Олин стоял за Ковандой и упрекал его.
— Вечно ты выдумаешь какую-нибудь глупость, — испортишь весь праздник. Этак мы с ними никогда не поладим. Ты думаешь, Куммер так глуп, что не понял твоих рукоплесканий?
Кованда удобно оперся о край окошечка и поглядел на Олина.
— Удивительно, — сказал он. — Ведь ты из интеллигентной семьи, а сидел за столом, как куль с овсом, даже не расчувствовался от таких красивых слов! А меня так проняло, что я не мог удержаться от хлопков. Видно, ты совсем не разобрался в том, что говорил Куммер. Он ведь имел в виду, что к тому рождеству уже не будет войны, Германия всех победит, настанет мир во всем мире. Мать честная, чем же это плохо? Настанет мир на тысячу лет, как сказал Адольфик… и под опекой братской немчуры чешский народ заживет счастливой жизнью, какой не знавал прежде. Я прямо помешался от радости, как же тут не хлопать?
Олин злобно грыз ногти, а ребята сзади посмеивались.
— Через год война кончится, — холодно отрезал Олин. — Могу голову прозакладывать. Германия ее выиграет, мы этого дождемся.

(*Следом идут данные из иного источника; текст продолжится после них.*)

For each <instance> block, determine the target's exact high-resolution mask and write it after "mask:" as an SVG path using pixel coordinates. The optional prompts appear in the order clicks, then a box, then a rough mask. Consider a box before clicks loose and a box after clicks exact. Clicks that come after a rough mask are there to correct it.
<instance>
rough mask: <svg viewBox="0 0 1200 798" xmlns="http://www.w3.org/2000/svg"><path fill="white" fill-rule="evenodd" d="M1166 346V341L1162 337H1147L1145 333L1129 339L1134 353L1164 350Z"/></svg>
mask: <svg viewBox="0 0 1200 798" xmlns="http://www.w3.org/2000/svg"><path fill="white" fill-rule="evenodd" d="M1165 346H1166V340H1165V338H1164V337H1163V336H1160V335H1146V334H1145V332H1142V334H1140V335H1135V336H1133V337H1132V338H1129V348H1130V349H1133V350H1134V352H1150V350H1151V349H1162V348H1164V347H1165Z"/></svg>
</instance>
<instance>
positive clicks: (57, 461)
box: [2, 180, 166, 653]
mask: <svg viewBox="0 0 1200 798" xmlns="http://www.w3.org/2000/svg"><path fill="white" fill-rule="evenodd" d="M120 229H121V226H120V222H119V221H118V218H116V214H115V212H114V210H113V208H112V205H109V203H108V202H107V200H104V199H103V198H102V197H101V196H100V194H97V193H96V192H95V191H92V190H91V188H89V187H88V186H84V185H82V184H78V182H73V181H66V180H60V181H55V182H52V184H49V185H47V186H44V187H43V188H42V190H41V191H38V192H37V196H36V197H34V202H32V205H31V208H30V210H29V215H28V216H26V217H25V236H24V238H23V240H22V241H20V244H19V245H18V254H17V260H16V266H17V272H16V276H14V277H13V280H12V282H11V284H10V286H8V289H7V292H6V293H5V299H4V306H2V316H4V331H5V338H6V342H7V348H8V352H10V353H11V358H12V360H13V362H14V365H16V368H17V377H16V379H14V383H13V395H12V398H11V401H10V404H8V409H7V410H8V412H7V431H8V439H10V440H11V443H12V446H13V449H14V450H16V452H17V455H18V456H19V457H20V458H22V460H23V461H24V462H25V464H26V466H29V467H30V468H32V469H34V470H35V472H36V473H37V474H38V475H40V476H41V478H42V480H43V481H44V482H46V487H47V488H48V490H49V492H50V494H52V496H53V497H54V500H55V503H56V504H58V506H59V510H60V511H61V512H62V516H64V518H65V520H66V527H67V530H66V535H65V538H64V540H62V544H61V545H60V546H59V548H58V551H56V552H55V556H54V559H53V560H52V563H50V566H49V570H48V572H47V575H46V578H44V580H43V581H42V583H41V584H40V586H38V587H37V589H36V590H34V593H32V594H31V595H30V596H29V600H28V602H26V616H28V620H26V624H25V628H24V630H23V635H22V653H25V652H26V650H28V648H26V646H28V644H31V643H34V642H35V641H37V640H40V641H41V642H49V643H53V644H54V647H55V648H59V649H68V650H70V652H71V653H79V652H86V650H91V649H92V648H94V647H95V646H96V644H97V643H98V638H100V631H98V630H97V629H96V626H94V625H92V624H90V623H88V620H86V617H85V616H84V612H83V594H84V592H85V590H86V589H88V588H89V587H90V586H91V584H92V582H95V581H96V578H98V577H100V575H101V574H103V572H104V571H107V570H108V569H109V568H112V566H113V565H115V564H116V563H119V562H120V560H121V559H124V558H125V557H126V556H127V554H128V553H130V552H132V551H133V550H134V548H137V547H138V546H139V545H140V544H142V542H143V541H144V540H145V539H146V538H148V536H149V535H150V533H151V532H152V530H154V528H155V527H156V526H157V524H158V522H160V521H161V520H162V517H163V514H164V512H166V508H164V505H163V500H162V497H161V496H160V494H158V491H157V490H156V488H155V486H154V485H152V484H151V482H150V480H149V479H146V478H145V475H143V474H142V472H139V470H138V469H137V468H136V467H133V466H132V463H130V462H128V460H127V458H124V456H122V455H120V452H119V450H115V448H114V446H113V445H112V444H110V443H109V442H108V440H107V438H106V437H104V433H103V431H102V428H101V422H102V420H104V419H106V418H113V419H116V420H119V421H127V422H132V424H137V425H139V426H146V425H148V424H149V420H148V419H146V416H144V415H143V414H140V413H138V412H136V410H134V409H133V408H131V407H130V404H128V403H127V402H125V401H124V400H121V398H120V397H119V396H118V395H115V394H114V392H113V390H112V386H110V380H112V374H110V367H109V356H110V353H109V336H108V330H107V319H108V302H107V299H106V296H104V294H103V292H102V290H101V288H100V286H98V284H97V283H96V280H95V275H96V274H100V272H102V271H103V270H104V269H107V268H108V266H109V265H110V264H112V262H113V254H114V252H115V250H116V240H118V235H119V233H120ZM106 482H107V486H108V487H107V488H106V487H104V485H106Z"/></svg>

— Аминь! — отозвался Кованда. — Не будь у меня заняты руки, я бы и тебе сейчас похлопал. Вот ведь жалость. Надеюсь, ты еще это повторишь, когда у меня руки будут свободны.
— Давай, я подержу твой котелок, — предложил кто-то сзади. — Можешь начать хоть сейчас.
Олин покраснел, но не обернулся.
Когда подошла очередь Мирека, он поставил на доску свой котелок, рядом положил крышку и многозначительно сказал Франте, орудовавшему поварешкой:
— Вот и я!
Франтина положил ему картофельного салата и беспомощно пожал плечами: шницели и вино выдавал Гюбнер, Йозка наливал в котелки лапшу.
Взбешенный Мирек, прищурившись, поглядел на шницель, который Гюбнер положил ему на картошку: «Ist zu klein»[18], — громко объявил он и не тронулся с места.
Гюбнер озлился.
— Проваливай, дерьмак! — сказал он, а подошедший к окошку Гиль дернул Мирека за плечо. Мирек отошел, сердито крикнув Франтине: «Сигару ты мне вернешь, подлюга!» Тот кисло усмехнулся и снова пожал плечами.
Еще не закончилась раздача, а получившие ужин уже проглотили его и откупорили бутылки с вином.
— Дома я такое вино не стал бы пить, — презрительно сказал Фера. — Эх, ребята, вот у нас вино так вино! Золото! А такую бурду у нас выливают на помойку.
Карел задумчиво потягивал вино из своего стакана и покачивал головой.
— А у нас, — сказал он, — вина не пьют вовсе. У нас пьют водку. Она лучше прочищает горло и скорей разогревает кровь. Простую хлебную водку или чистый спирт. Когда не было денег, пили денатурат. От него и сдохнуть можно.
Пепик радостно улыбался, прикладываясь к стакану. Вино действовало быстро. Изголодавшиеся парни пили жадно, лица у них разгорелись, глаза блестели.
Мирек не откупоривал своей бутылки.
— В жизни не брал в рот спиртного, — объяснил он Гонзику, — и, надеюсь, не возьму. После вина пища переваривается быстрее, а сейчас это ни к чему: проклятый шницель испортил мне настроение на весь вечер. Я-то с самого утра радовался! Разрежу, думаю, на мелкие кусочки и каждый буду жевать по полчаса в свое удовольствие! А сейчас, со злости, сожрал все в один присест и даже не заметил!
Солдаты за столом в углу начали петь. Они пели походные песни, не мелодичные, по-прусски бравурные, в такт стучали пивными кружками и громко смеялись. У капитана, сидевшего во главе стола, горели глаза. Гиль побагровел, лоб у него блестел от пота, он широко разевал рот и прикрывал глаза, его грубый сильный бас перекрывал все остальные. На фельдфебеля Нитрибита вино не действовало. Он сидел рядом с капитаном и, хотя в выпивке не отставал от других, оставался холоден и трезв; чем больше он пил, тем трезвее становился, тем яснее все видел и тем больше презирал своих соплеменников, не говоря уже о чехах. Нитрибит был высокий жилистый рыжеволосый детина с белым веснушчатым лицом. Он отличался сообразительностью и находчивостью, даже сам капитан побаивался его, зная строгость и неуступчивость Нитрибита, его слепую преданность фюреру и партии. Это был образцовый вояка, не прощавший слабостей и упущений остальным, даже начальству, жандарм среди солдат, опасный, как замаскированная мина.